6.1.1. Prompt Caching and Token Optimization
💡 First Principle: Prompt caching eliminates the cost of re-processing static content — system prompts, few-shot examples, and large knowledge base extracts that are identical across many requests — by computing their token representations once and reusing the cached result for subsequent calls.
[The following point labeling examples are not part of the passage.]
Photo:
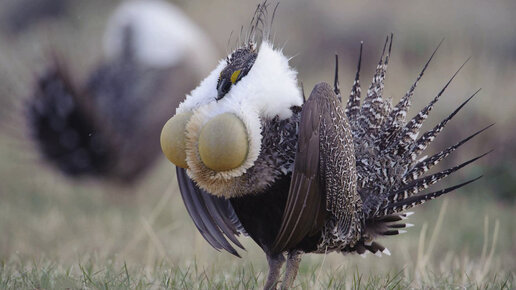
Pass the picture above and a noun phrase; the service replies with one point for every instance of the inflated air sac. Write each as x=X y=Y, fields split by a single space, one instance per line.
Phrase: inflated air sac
x=223 y=143
x=173 y=139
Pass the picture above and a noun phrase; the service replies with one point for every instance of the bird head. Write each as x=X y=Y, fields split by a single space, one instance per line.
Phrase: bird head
x=217 y=131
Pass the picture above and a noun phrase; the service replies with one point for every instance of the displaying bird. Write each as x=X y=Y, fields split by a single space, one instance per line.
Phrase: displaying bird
x=299 y=177
x=108 y=127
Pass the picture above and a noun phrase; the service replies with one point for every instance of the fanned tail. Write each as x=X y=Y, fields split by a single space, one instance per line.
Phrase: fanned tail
x=390 y=170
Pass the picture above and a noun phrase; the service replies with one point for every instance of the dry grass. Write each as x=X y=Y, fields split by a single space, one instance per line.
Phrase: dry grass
x=56 y=233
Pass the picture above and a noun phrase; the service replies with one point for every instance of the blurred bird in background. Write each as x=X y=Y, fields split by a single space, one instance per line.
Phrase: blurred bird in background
x=108 y=126
x=325 y=175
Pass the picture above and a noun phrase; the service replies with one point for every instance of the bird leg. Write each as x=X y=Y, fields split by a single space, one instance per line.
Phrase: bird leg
x=293 y=261
x=275 y=264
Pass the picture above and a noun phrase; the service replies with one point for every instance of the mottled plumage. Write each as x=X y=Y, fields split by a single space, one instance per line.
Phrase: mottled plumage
x=356 y=169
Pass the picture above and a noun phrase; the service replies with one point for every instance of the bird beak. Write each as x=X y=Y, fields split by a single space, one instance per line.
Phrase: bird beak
x=223 y=88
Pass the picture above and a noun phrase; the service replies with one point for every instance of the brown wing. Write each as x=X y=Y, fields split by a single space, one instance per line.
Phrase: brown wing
x=305 y=211
x=323 y=182
x=213 y=216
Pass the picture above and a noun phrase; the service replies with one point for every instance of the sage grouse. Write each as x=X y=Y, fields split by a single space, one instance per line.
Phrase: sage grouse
x=108 y=127
x=299 y=177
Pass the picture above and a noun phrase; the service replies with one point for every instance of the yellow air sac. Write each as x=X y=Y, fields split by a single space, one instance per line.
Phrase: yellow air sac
x=223 y=143
x=173 y=139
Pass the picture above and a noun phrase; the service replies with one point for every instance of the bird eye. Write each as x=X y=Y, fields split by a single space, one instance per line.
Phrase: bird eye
x=234 y=76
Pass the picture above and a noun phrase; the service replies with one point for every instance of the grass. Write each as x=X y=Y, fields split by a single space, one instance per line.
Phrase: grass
x=56 y=233
x=118 y=275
Amazon Bedrock prompt caching mechanics:
The Bedrock API supports prompt caching for content prefixes that are identical across calls. When the same system prompt (or document context) appears at the start of a request body, Bedrock detects the cache hit and skips re-processing those tokens:
# Prompt caching via cache_point markers in Converse API
response = bedrock_runtime.converse(
modelId='anthropic.claude-3-sonnet-20240229-v1:0',
system=[
{'text': LONG_SYSTEM_PROMPT}, # 2,000 tokens — same every request
{'cachePoint': {'type': 'default'}} # Mark end of cacheable prefix
],
messages=[
{
'role': 'user',
'content': [
{'text': LARGE_DOCUMENT_CONTEXT}, # 8,000 tokens of retrieved docs
{'cachePoint': {'type': 'default'}},
{'text': user_query} # Only this varies per request
]
}
]
)
# First call: pays full input token cost
# Subsequent calls with same system prompt + docs: pays only for user_query tokens
Token reduction techniques — ordered by impact:
| Technique | Token Reduction | Implementation Effort | Risk |
|---|---|---|---|
| Prompt caching | 50–90% of static tokens | Low (add cache_point) | Minimal |
| System prompt compression | 20–40% | Medium (rewrite prompts) | Output format drift |
| Context window trimming | 30–60% | Medium (retrieval k tuning) | Reduced answer quality |
| Summarize conversation history | 40–70% of history tokens | Medium (extra FM call) | History fidelity loss |
| Model downgrade for simple queries | 50–80% cost per token | Medium (routing logic) | Capability regression |
| Output length constraints | 20–50% of output tokens | Low (max_tokens param) | Truncated responses |
Measuring token efficiency:
def log_token_efficiency(response, session_id):
usage = response['usage']
cloudwatch.put_metric_data(
Namespace='GenAI/Cost',
MetricData=[
{'MetricName': 'InputTokens', 'Value': usage['inputTokens'], 'Unit': 'Count'},
{'MetricName': 'OutputTokens', 'Value': usage['outputTokens'], 'Unit': 'Count'},
{'MetricName': 'CacheReadTokens', 'Value': usage.get('cacheReadInputTokens', 0), 'Unit': 'Count'},
{'MetricName': 'CostSavingsFromCache',
'Value': usage.get('cacheReadInputTokens', 0) * 0.000003, # $ saved
'Unit': 'None'}
],
Dimensions=[{'Name': 'SessionId', 'Value': session_id}]
)
⚠️ Exam Trap: Prompt caching is only effective when the cached prefix is identical across requests. If you include the current timestamp, a session ID, or any variable content in the system prompt, the cache never hits. Audit your system prompts for accidental variable content before expecting caching savings.
Reflection Question: Your system prompt is 3,000 tokens and includes a daily-refreshed list of product prices (updated every morning). You process 500,000 queries per day. Calculate the daily cache-miss rate and the token waste from the daily price list update, then propose an architectural change that preserves price accuracy while maximizing cache hit rate.